Lastly, because Figure 1 shows that significant differences can exist between the highest or, on the contrary, the lowest values of MlogP and MHlogP for the compounds for which experimental log P values were available, a focus was placed on the corresponding results obtained with both categories of models for these chemicals. The large differences seem to have a limited effect on the prediction results. Thus, for example, acetylacetone (#136), cyclopropyl nitrile (#802), and N,N-dimethyl formamide (#960) are non-repellents always predicted as such by the ML and MH models, whatever their belonging to the training and test sets, while their experimental log P/MlogP/MHlogP values are equal to 0.4/0.08/−1.3, 0.68/0.26/−0.38, and −1.01/0.13/−0.51, respectively. In the same way, linoleic acid, methyl ester (#1380), octadecanoic acid, methyl ester (#1622) and phthalic acid, dicapril ester (#1839), to cite as illustrative examples, are non-repellents always allocated to class 0 by the ML and MH models, while their experimental log P/MlogP/MHlogP values equal 6.82/4.80/7.80, 8.35/5.92/8.23, and 8.10/6.34/8.54, respectively (Table S2).

4. Discussion

The 1-octanol/water partition coefficient (log P) of the organic molecules is undoubtedly the most important physicochemical property for explaining numerous of their pharmacological and toxicological effects as well as their behavior in the environment. This explains why log P is a long-established molecular descriptor in SAR and QSAR modeling, leading to thousands of published models in which it is used alone or with other molecular descriptors [17,18,53]. The number of experimental log P values available being very small compared to the universe of molecular structures that exist and can be drawn and/or synthetized, various methods have been proposed to reduce the time and cost of obtaining this physicochemical parameter. Among them, the QSPR models for log P occupy a prominent place because the balance of their advantages far outweighs that of their disadvantages. As a result, there exist numerous QSPR models for log P constructed from datasets of various sizes and molecular diversity, with different molecular descriptors and built from diverse statistical methods. This leads to models with different application domains. These QSPR models can be open-source/access or commercial software with advantages and disadvantages inherent to their origin. Among them, the possibility or not to estimate whether the predictions made with them belong to their applicability domain is of crucial importance.

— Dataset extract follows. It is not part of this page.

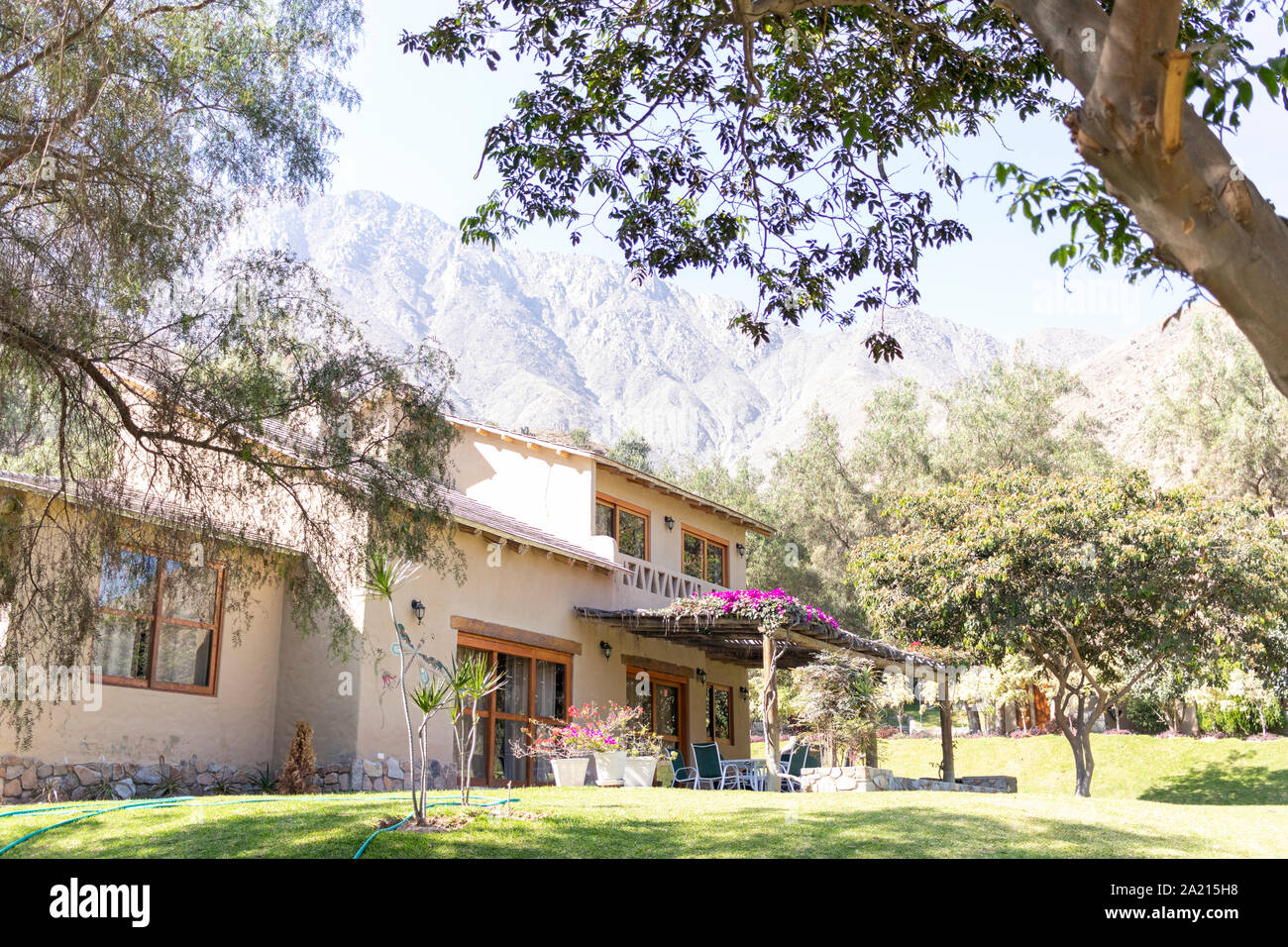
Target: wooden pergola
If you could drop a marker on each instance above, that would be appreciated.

In a previous study [25], we showed that log P calculated according to the regression equation of Moriguchi et al. [28,29] (MlogP) was a key descriptor for modeling the repellent activity of structurally diverse chemicals against Ae. aegypti. Consequently, it was tempted to perform a similar study with MHlogP based on the atom/fragment contribution method of Meylan and Howard [30] to evaluate their respective influence on the prediction of repellent activity of molecules. Based on two different methodologies, freely available, well documented, and with criteria to assess the reliability of their predictions, the MlogP and MHlogP models were perfectly suited to the objectives of this study.

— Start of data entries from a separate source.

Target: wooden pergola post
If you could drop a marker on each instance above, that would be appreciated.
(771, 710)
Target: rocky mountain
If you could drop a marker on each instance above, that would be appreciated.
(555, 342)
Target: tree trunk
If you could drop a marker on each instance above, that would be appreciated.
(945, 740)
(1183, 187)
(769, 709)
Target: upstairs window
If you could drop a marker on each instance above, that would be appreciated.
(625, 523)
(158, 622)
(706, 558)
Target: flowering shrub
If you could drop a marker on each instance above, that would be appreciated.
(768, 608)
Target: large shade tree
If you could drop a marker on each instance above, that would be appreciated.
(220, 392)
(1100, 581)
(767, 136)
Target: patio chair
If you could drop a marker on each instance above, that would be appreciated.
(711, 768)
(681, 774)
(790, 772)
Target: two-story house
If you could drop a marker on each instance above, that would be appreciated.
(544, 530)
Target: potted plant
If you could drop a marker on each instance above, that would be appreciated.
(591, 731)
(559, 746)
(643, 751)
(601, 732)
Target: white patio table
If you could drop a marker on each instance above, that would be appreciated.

Thus, our results clearly reveal that the MlogP and MHlogP models can behave differently according to the structure and activity of the molecules. Table S2 shows that about 50% of the molecules are always well allocated to class 0 or 1 by both categories of models regardless of their belonging to the training and test sets. It is among the non-repellents that the highest differences between the MlogP and MHlogP values are found, without impacting the prediction results. Thus, for example, 100% of good predictions are always obtained for the non-repellent #1392 (malic acid, dioleyl ester), while the MlogP and MHlogP values of this molecule are equal to 8.10 and 15.13, respectively (Table S2). Nevertheless, Figure 2 and Figure 3 and Table S2 show that TLP models that only vary by one input neuron, namely MlogP or MHlogP, can statistically lead to very different output results. This clearly poses the problem of the correct interpretation of the results of a SAR or QSAR model when it is classically built, because in that case, only a single QSPR model per physicochemical property of interest is always chosen in its modeling process.

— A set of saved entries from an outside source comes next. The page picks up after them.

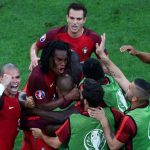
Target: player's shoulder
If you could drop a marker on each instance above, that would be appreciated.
(61, 29)
(90, 32)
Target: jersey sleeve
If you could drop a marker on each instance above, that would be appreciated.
(63, 132)
(127, 130)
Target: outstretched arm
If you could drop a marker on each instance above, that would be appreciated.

An attempt was made to estimate which calculated log P values best characterized repellents. To do so, only the molecules always allocated to class 1 by the ML or MH models, independently of their location as training and test members, were considered. Thus, among the 318 repellents, 79 (24.84%) are always correctly classified as such by the ML models and their corresponding MlogP values range from 1.08 to 3.12 (Table S2). In the same way, 91 repellents (28.62%) are always correctly predicted by the MH models, with MHlogP values ranging from 0.94 to 4.02 (Table S2). Within these ranges of calculated log P values, 58 molecules (73.42%) have their MlogP value between 1.62 and 2.64 and 51 (56.04%) have their MHlogP value between 1.60 and 2.63. This information is interesting because it is in agreement with the experimental log P of the main repellents currently available on the market. Indeed, IR3535, picaridin (icaridin), and DEET have experimental log P values of 1.7 [54], 2.11 [55], and 2.4 [56], respectively. Otherwise, among the repellents always predicted as such by the MH models, 19 have their MHlogP ranging between 3 and 4, and one, n-capric acid, has a value of 4.02 (#538 in Table S2). In contrast, only three repellents have their MlogP values ≥ 3, namely 3 (#2085; 2-(m-tolyl)cyclohexanol (trans), 3.12 (#1163; 1-ethyl-1,2,3,4-tetrahydro-2-naphthol), and 3.12 (#2058; beta-(1,2,3,4-tetrahydro-5-naphthyl) ethanol). More generally, although MHlogP, which is based on the atom/fragment contribution method of Meylan and Howard [30], leads to the calculation of descriptors that are more discriminative than MlogP, which is calculated according to the regression equation of Moriguchi et al. [28,29], it is more prone to giving unrealistic log P values in molecules including long aliphatic carbon chains. Fortunately, these molecules are non-repellents and their activity remains correctly predicted (Table S2).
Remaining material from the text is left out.